No contribuían especialmente a calmar aquellas historias el hecho de que el señor Martín había aparecido con el pecho abierto de par en par y eviscerado; tampoco las desapariciones de niños que, durante aquellos años, habían tachonado las efemérides del lugar. La verdad es que todas aquellas desapariciones había quedado debidamente justificadas: viajes por estudios, embarazados no deseados, un par de delitos menores y una muerte en accidente de carretera a decenas de kilómetros de allí. Sin embargo, como esas desapariciones no se habían acompañado del testimonio del desaparecido, alimentaban la imaginación de las mentes más etéreas.
Y desde luego, aquellos pensamientos no contribuían a calmar a Francisco. Se dio cuenta de que llevaba varios minutos, no sabía cuántos, mirando el rostro de aquellos dos personajes y dejando vagar su pensamiento por todas aquellas murmuraciones que recorrían el lugar desde hacía años.

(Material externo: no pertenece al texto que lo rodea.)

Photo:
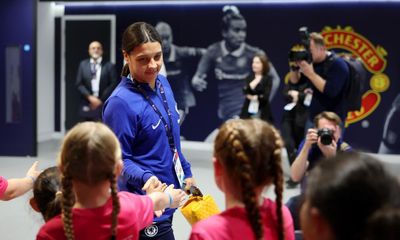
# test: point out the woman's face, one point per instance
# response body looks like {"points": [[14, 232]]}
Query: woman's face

Dio un par de pasos más hacia dentro, hasta la primera puerta a la derecha que daba al salón que había visto por la ventana. Sintiendo como los cuadros de la entrada le observaban fijamente, con sus ojos terribles, entró en la habitación cubierta de polvo. Allí había multitud de objetos que podría coger como prueba, pero justo en ese momento empezó a escucharlo. Un ruido. Leve, como un susurro, o más bien como un arrastre que empezaba y se detenía, empezaba y se detenía. Pies que se arrastraban en el piso superior.
El pelo de todo el cuerpo se le erizó y apunto estuvo de soltar un grito. Lo habría hecho de poder exhalar una palabra. Y casi estuvo a punto de perder el sentido cuando la puerta principal de la casa, con inusitada violencia, arrastrada por una corriente de aire repentina, se cerró de golpe.